NACSIS Grant-in-Aid Scientific Research Database (NTCIR-2)

Last modified: Aug. 14, 2000

Document records are extracted from "NACSIS Grant-in-Aid Scientific Research Database" .

The Ministry of Education, Science, Sports and Culture promotes scientific research in Japan through subsidies to researchers. Each researcher must report the results of subsidized research to the Ministry. These extended summaries are recorded in this database.
Also as we had put the "Error Notice", there are "errors", such as typographical errors, in the data. These range from the errors in the original data or other typographical errors, to errors in the reformatting done at NII or at the Test Collection Projects.
Both as part of the philosophy of leaving the data as close to the original as possible, and because it is impossible to check all the data manually, our error-checking has concentrated on allowing readability of the data rather than on correcting content.

Records are SGML tagged plain text.
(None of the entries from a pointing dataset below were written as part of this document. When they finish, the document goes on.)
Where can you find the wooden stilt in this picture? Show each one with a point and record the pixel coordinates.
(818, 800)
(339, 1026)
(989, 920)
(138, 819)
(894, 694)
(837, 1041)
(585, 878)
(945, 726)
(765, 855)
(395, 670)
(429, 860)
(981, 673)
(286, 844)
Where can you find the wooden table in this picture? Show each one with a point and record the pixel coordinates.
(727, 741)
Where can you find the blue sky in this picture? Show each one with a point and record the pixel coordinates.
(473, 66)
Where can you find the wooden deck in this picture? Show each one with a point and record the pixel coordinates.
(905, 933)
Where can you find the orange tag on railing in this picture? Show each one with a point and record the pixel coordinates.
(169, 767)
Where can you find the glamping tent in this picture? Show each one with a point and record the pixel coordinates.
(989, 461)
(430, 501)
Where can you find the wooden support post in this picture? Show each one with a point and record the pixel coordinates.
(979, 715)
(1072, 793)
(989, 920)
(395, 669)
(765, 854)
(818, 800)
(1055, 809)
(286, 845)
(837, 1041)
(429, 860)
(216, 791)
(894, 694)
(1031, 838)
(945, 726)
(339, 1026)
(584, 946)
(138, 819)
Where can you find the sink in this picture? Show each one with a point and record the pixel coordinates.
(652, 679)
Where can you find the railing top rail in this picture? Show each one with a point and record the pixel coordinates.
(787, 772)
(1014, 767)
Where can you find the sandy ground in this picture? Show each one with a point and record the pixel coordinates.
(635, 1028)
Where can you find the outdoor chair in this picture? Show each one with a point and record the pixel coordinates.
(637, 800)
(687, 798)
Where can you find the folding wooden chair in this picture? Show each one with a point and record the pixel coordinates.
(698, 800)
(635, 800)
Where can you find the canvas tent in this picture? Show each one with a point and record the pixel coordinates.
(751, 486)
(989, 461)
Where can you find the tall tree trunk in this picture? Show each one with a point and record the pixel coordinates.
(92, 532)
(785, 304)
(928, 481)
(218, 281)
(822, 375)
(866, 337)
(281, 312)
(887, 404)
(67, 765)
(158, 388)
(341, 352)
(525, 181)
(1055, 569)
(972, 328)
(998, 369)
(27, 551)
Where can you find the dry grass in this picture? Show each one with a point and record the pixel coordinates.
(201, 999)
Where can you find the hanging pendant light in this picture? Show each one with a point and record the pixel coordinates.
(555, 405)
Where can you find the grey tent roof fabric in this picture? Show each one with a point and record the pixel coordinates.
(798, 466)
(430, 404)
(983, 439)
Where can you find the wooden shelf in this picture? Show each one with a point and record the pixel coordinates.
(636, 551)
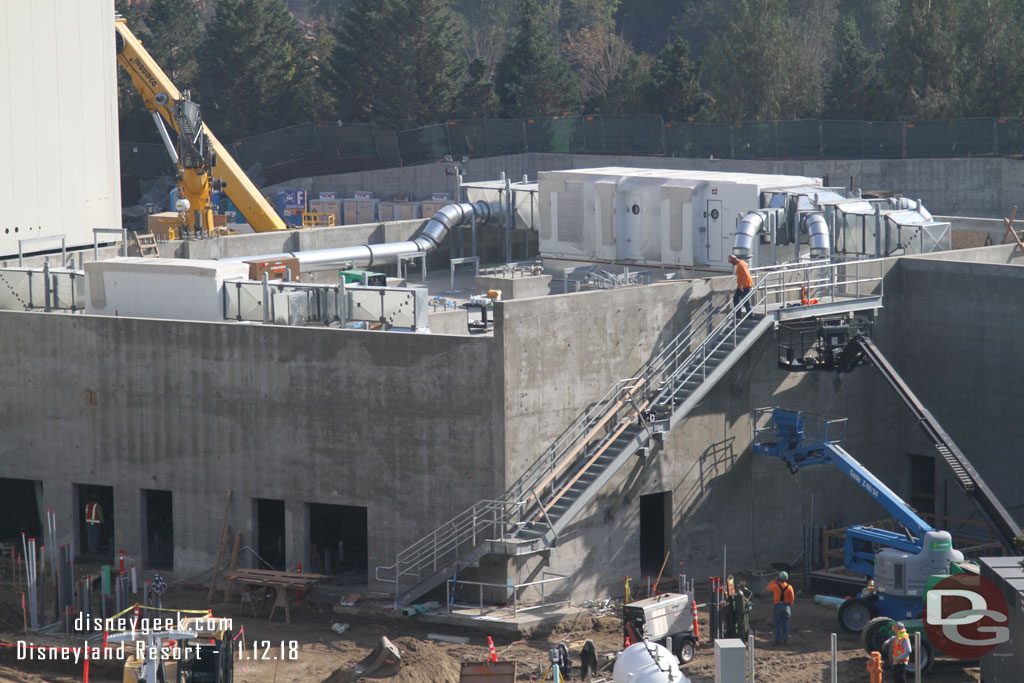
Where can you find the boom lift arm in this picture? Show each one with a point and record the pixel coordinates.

EUC is used as a character code set for Japanese text.

A record may contain ACCN, year (in which the record of summary was reported), subject code, title (project name), extended summary, caption(s), and keyword(s). ACCN and title are mandatory.
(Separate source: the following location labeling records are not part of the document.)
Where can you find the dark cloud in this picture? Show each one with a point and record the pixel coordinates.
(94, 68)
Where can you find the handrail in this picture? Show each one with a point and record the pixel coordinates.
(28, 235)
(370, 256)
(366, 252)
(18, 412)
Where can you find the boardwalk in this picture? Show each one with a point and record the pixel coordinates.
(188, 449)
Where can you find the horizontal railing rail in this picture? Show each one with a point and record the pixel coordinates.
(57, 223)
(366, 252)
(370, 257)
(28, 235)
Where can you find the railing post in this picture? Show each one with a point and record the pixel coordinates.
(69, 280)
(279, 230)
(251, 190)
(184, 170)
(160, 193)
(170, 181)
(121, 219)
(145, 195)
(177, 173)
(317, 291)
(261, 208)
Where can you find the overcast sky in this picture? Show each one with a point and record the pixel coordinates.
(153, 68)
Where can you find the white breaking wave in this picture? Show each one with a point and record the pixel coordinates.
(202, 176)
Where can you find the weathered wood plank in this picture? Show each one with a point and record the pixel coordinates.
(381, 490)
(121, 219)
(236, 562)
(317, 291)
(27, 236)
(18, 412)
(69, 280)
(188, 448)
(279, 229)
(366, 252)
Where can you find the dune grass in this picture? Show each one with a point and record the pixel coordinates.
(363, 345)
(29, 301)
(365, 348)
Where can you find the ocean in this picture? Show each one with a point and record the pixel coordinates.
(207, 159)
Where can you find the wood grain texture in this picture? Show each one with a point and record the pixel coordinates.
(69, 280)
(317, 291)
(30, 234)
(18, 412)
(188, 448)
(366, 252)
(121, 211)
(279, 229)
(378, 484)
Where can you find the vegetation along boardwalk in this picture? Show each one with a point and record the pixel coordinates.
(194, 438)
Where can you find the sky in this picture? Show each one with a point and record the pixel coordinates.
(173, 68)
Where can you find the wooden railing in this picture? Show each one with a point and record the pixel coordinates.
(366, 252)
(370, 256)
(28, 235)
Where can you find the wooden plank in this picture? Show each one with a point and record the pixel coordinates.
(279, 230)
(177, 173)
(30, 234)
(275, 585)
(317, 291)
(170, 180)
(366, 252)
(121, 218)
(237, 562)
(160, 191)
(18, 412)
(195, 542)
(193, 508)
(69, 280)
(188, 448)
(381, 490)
A Sample of Japanese document in J Collection [html] [plain text]
A Sample of English document in E Collection [html] [plain text]
A Sample of Japanese document with segmentation [html] [plain text]
List of tags in a Japanese document record

<REC> beginning tag of a document record
<ACCN> document ID (Accession Number); it is a combination of 'kaken-e-' and 10 figures. </ACCN>
<YEAR> fiscal year in which the document was repotred; it is a number of 4 figures. </YEAR>
<SBE1> subject code; the one in 1985 to 1992 is enclosed by '<SBE1>' and '</SBE1>, and the one in 1993 to 1999 is enclosed by '<SBE2>' and '</SBE2>; it is a combination of 3 figures and subject name. </SBE1>
<PJNE TYPE="alpha"> title </PJNE>
<ABSE TYPE="alpha"> extended summary <ABSE.P> and </ABSE.P> for a paragraph in it. </ABSE>
<CAPE TYPE="alpha"> caption; if there are more than a caption, each of them is enclosed by tags separately. </CAPE>
<KYWE TYPE="alpha"> keyword(s); each keyword is divided by ' / ' (single-byte space + single-byte slash + single-byte space). </KYWE>
</REC> end tag of a document record
'<PJNM TYPE="kanji">' and '<PJNE TYPE="alpha">' are equivalent to '<TITL TYPE="kanji">' and '<TITE TYPE="alpha">' in NACSIS Academinc Conference Paper Database respectively.
'TYPE="kanji"','TYPE="alpha"' indicate the type of characters used in the field. "kanji" indicates that the 2-byte-EUC code is used in the field. "alpha" indicated that the field contains only single-byte ascii codes.
The keywords are assigned by the author. There is no specific controlled vocabulary for them.
Special Characters & Strings [1]: Entity: The strings which are started with '&' and ended with ';' (for example, >, <, °, Σ, and so on) are often appeared in the document data of NTCIR-1 and 2. They are meaningful strings and not errors. They are called 'entities' and used to represent the special characters or symbols, such as mathematical symbols, symbols for units, Greek characters, Cyril characters, etc. under the SGML/XML environment.
Special Characters & Strings [2]: Characters other than standard character code sets: The special characters created by the authors of the documents and included in the original document records were replaced by the string '*?' in the document data of NTCIR-1 and 2 since such special characters are not included in the standard character code set and can not be used in the system other than original authors'.